IL BRUTTO È UGUALE PER TUTTI
Indegno di un Paese civile: ormai è slogan che ci ripetiamo a pappagallo, per qualunque cosa. E allora diciamo una buona volta che arriva una leggina degnissima di un Paese civilissimo. È la norma che il Comune metterà nel nuovo piano regolatore, norma che tutti sognano, auspicano, caldeggiano, quanto meno tutti quelli che davvero hanno a cuore la grande e piccola bellezza del luogo in cui vivono. Sanzioni pesanti per i privati che lasciano andare alla malora i loro beni. È previsto persino che anche la licenza edilizia venga stracciata in mille coriandoli. Mai come in questo caso lo spirito delle leggi è chiaro: si vuole combattere il degrado e lo sfascio che trasformano tanti luoghi abbandonati in confortevoli club mediterranée per spacciatori, clandestini, papponi. È un primo argine alla vita rovesciata della non-città, con la sua nonvita, con le sue non-regole, con la sua non-dignità. Soprattutto, con la sua estetica spaventosa, che evoca subito la peggio paura, oggigiorno meglio detta insicurezza percepita. Coinvolgere i proprietari, metterli con le spalle al loro muro, significa anche restituire al municipio il ruolo di controllore e di tutore supremo, là dove la sciatteria del privato finisce per incidere pesantemente sull’umore e sul malessere dell’intera collettività. Perfetto. Sembra di sognare. Che l’Italia intera abbia bisogno di una generale ramazzata, anche solo per restituire all’occhio la sua parte, non lo può negare nessuno.
Il degrado chiama degrado. Avere sempre nel campo visivo la grande bruttezza deprime la gente per bene ed esalta quella per male. E se i privati non lo capiscono, vanno aiutati a capire.
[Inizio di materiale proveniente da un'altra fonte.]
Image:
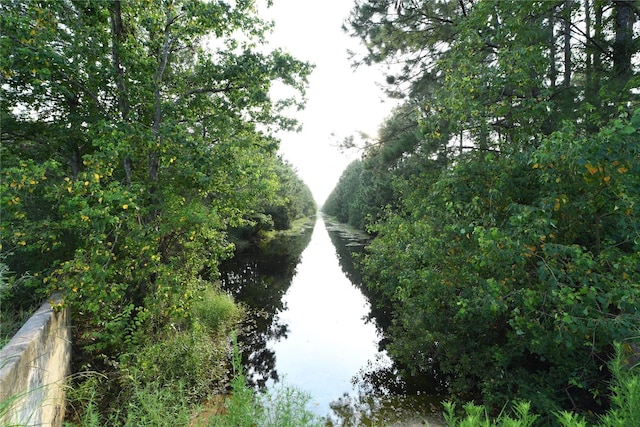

Però sarebbe anche il caso di stipulare subito, nel momento mistico dello scatto d’orgoglio, uno di questi contratti tanto evocati nelle campagne elettorali. Un patto che metta privato e pubblico sullo stesso livello, niente di trascendentale. Ma molto giusto. Se l’istituzione mostra il muscolo, come minimo deve essere inattaccabile. Avere i requisiti in regola. Per la cronaca, il suo patrimonio trasuda di aree fuori controllo, casermoni fatiscenti, boschetti infernali, alloggi popolari invivibili, negozi sfitti e mezzi sfasciati, quanto alle demolizioni siamo fermi alla prima, il famoso stabile Aler di via Lorenteggio. Sarebbe fantastico che anche in questi non-luoghi della non-Milano il proprietario fosse bruscamente chiamato a metterci mano. Per pretendere rispetto, lo Stato deve rispettare se stesso.